It's not enough to simply promise to stub out the butts for your New Year's resolution -- though it is one of the most popular resolutions Americans make. If quitting smoking was that easy, it wouldn't have an abysmal failure rate: about 95 percent on any given attempt.
Just ask President Obama, who promised his wife he'd quit when he ran for president, only to fall off the wagon time and again during the early days of his administration. (Happily, he's reportedly been cigarette free for nine months.)
Massachusetts residents, though, should have somewhat of an easier time given that smoking cessation programs are covered by the 2006 health law. Folks in Boston can also get two weeks of nicotine patches for free, while supplies last, from the Boston Public Health Commission; Mass. residents in other areas may qualify too, but there are certain restrictions. Call 1-800-Quit-Now for more details.
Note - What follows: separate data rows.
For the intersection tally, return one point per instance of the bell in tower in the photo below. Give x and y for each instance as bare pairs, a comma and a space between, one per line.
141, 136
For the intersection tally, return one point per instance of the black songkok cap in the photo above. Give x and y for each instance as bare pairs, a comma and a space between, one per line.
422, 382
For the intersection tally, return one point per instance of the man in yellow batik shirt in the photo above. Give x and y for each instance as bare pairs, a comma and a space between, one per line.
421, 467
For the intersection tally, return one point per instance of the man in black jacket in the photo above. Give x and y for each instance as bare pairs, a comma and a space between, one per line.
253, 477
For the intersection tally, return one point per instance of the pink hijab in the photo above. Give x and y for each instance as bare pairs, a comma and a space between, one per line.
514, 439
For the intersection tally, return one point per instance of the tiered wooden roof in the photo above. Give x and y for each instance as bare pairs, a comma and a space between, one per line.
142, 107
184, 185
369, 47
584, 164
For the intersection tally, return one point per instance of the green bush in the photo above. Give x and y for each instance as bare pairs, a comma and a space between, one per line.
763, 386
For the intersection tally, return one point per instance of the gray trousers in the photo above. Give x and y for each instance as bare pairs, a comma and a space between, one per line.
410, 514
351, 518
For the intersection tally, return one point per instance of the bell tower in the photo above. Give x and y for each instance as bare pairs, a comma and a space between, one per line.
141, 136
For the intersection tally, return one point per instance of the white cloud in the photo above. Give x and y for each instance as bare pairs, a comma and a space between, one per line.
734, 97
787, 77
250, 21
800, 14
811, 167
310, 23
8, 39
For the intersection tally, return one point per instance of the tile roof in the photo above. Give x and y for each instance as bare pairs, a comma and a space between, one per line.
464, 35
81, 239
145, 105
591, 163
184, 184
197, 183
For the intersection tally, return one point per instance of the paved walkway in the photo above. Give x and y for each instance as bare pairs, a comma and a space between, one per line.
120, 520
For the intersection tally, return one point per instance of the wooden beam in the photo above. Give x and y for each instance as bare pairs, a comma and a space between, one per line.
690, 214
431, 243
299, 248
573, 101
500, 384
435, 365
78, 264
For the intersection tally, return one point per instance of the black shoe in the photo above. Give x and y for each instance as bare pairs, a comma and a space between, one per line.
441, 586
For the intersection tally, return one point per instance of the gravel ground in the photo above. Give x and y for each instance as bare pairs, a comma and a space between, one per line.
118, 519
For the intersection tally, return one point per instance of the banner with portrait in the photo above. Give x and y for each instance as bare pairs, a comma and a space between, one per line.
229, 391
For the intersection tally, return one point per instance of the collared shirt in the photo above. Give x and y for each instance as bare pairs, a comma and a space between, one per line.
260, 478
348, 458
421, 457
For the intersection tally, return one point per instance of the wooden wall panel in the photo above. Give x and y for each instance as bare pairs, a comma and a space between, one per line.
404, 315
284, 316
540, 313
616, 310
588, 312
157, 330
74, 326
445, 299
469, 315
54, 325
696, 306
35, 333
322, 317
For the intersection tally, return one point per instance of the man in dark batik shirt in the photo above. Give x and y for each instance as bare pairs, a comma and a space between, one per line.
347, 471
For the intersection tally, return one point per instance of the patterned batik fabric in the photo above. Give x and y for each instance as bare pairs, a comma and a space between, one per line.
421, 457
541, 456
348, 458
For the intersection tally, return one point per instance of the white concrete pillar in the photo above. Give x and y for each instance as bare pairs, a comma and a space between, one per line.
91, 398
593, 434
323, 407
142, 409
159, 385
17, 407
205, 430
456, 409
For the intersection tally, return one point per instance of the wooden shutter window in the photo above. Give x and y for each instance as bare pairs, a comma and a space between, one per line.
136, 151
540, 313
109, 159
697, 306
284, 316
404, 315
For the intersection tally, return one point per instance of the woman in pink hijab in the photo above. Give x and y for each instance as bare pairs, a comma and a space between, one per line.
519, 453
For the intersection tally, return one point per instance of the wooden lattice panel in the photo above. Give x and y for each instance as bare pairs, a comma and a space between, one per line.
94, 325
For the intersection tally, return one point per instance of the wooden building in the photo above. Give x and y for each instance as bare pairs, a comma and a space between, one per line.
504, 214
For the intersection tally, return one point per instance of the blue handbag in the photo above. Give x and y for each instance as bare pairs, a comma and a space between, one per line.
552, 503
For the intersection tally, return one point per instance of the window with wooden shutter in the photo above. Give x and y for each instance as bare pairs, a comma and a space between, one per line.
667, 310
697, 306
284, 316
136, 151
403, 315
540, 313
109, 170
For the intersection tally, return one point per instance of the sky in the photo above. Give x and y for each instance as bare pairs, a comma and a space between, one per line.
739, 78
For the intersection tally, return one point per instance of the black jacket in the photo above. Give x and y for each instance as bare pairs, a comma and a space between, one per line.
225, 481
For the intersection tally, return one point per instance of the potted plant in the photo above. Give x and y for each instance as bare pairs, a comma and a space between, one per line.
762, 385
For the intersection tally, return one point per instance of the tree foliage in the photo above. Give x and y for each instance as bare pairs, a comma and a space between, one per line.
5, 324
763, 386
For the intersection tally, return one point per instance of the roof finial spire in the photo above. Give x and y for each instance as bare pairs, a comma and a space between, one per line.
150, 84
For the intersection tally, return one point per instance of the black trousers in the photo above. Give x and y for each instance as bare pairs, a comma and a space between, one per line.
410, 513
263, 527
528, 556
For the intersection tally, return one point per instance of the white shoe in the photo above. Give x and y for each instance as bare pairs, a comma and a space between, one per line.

So what does it take to really succeed at quitting? A study published Monday in the Archives of Internal Medicine suggests that simply using an Internet program that detailed various quitting approaches like nicotine therapy wasn't enough for most to keep abstaining over a period of 18 months. Using an online program combined with individual telephone support more than doubled success rates from 3.5 percent to 7.7 percent.
Of course, even with the intensive counseling, nearly 92 percent of quitters eventually went back to puffing. "That can sound discouraging but we know that tobacco dependence is a relapsing disorder like a lot of other disorders," says Dr. Nancy Rigotti, director of the Tobacco Research and Treatment Center at Massachusetts General Hospital, who wrote an editorial that accompanied the study. "Relapse is part of the process, but smokers need to keep trying. Do it again, in a smarter way using what you've learned from a previous attempt."
Some smokers find that the nicotine patch -- which delivers a small, steady dose over 24 hours -- doesn't take the edge off of their cravings, and they need to combine the patch with a shorter-acting product like nicotine gum. While the Food and Drug Administration hasn't approved using two nicotine delivery systems in combination, Rigotti says many clinicians, including herself, find that this can help those having a particularly tough time withdrawing from the chemical.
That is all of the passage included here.